# ath9k (AR5008) issues with kernel 3.*

## veezi

Anyone having issues with their ath9k wireless connection with recent 3.* kernel versions?

The link repeatedly 'stalls' for a second or two every 20 to 30 seconds. It's noticeable when for instance I ssh to the box over wireless. When I type characters stop displaying during those 'drops'.

I'm running gentoo-sources 3.1.10. And I've seen the same with the previous 3.x kernels. If I switch back to 2.6.37 all works fine.

Any hint appreciated.

----------

## bilbotux

Hey Veezi,

I think I'm experiencing similar issues (https://forums.gentoo.org/viewtopic-t-908314.html), but for for 3.1.1 is good, 3.2 is not.

----------

## overkll

You are using ath9k for an ar5008?  Shouldn't you be using ath5k instead?

----------

## veezi

 *overkll wrote:*   

> You are using ath9k for an ar5008?  Shouldn't you be using ath5k instead?

 

I don't believe so.

http://linuxwireless.org/en/users/Drivers/ath9k

----------

## overkll

My bad.  Haven't kept up with the latest news.  I just assumed ath5k was is ar5xxx and ath9k is for ar9xxx.

----------

## veezi

 *bilbotux wrote:*   

> Hey Veezi,
> 
> I think I'm experiencing similar issues (https://forums.gentoo.org/viewtopic-t-908314.html), but for for 3.1.1 is good, 3.2 is not.

 

I guess they broke something for the ar5008 chip as well, with recent kernels.

Don't know what to do to be honest.
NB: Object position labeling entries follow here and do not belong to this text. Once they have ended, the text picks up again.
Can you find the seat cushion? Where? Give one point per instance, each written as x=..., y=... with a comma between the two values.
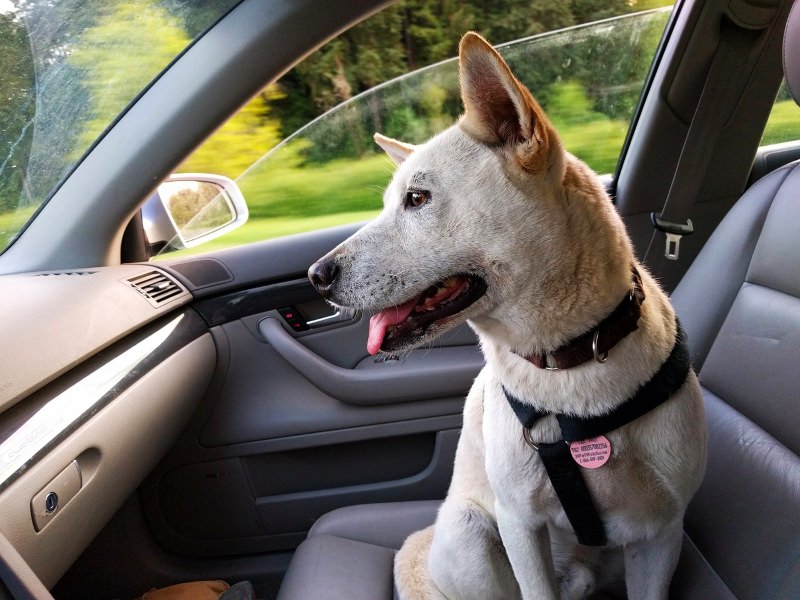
x=336, y=568
x=349, y=552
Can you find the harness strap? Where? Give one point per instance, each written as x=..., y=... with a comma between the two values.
x=570, y=487
x=563, y=472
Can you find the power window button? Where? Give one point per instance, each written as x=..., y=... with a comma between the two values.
x=293, y=318
x=52, y=498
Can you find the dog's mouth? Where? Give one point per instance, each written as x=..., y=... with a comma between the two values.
x=398, y=326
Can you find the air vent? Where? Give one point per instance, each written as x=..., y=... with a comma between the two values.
x=156, y=286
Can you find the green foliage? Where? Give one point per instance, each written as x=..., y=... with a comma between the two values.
x=240, y=141
x=17, y=106
x=143, y=32
x=783, y=124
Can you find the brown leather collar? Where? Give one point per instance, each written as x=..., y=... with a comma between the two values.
x=595, y=343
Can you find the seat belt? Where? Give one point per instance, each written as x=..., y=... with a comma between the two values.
x=700, y=142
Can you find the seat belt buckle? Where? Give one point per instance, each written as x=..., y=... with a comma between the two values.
x=674, y=233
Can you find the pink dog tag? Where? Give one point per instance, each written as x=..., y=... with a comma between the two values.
x=591, y=453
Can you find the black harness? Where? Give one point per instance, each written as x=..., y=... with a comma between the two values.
x=564, y=472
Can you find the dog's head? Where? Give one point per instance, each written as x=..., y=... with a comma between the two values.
x=469, y=219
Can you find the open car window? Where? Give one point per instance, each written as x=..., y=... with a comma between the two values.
x=330, y=172
x=68, y=68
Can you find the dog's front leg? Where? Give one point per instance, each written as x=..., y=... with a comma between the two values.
x=528, y=548
x=650, y=564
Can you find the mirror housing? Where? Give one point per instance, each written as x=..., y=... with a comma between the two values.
x=189, y=209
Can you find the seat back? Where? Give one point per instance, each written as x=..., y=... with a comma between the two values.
x=740, y=305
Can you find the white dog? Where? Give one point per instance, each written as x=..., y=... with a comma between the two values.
x=586, y=423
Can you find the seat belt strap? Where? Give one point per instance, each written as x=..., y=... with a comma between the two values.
x=700, y=142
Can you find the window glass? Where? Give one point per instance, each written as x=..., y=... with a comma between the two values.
x=588, y=78
x=784, y=120
x=67, y=69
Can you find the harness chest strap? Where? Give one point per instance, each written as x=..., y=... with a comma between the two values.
x=564, y=473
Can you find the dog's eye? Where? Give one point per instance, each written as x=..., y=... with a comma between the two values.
x=416, y=198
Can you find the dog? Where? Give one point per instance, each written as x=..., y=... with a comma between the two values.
x=493, y=223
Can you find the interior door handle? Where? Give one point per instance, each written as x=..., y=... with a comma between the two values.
x=422, y=374
x=340, y=316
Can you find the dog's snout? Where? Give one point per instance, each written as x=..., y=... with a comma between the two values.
x=323, y=274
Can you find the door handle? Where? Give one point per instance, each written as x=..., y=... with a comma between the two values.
x=339, y=316
x=422, y=374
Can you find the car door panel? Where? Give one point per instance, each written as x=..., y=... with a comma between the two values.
x=297, y=423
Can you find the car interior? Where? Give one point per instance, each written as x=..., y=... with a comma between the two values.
x=211, y=417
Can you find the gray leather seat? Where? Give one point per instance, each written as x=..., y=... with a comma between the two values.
x=740, y=304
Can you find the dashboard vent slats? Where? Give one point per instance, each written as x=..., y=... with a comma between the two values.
x=156, y=286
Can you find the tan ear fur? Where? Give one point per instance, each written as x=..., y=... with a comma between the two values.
x=500, y=111
x=398, y=151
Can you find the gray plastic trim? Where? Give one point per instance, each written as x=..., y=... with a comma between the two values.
x=115, y=449
x=435, y=372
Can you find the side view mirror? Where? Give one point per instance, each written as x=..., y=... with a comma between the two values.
x=189, y=209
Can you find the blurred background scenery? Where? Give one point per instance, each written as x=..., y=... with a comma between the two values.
x=299, y=170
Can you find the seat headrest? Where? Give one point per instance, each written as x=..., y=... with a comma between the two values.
x=791, y=52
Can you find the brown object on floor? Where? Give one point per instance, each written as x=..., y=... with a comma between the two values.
x=193, y=590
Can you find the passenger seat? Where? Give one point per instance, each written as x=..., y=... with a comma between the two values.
x=740, y=304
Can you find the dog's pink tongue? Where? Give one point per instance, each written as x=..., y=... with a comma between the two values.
x=379, y=323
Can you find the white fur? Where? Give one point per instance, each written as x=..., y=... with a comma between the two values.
x=508, y=204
I tried ndiswrapper. It worked fine at first, made me think "that's the way to go, and forget about native driver". But after a few minutes the connection drops completely and I have to reset the network to get it back on.

Don't want to be "stuck" in 2.6.37! Or be forced to buy a new card just to cope with new kernel versions. Sounds like Windows to me.

----------

## overkll

It's only been 4 years since ath9k came out.  You think it'd all be sorted out by now.  :Wink: 

----------

## Gusar

Try this patch: http://thread.gmane.org/gmane.linux.kernel.wireless.general/84750/focus=84793

 *veezi wrote:*   

> Don't want to be "stuck" in 2.6.37! Or be forced to buy a new card just to cope with new kernel versions. Sounds like Windows to me.

 

*facepalm*

You encounter a regression in a driver, a driver that is open source, that you can hack on, that you can bisect to figure out which change exactly broke things... and you're talking about buying new hardware and "like Windows"?? I repeat: *facepalm*

Oh, and there's more discussion about ath9k at the linux-wireless mailing list, with even more patches. Starts here: http://thread.gmane.org/gmane.linux.kernel.wireless.general/84725

Then there's another possibility, might work as a temporary workaround: disable hardware encryption. It's a module parameter, nohwcrypt=1

----------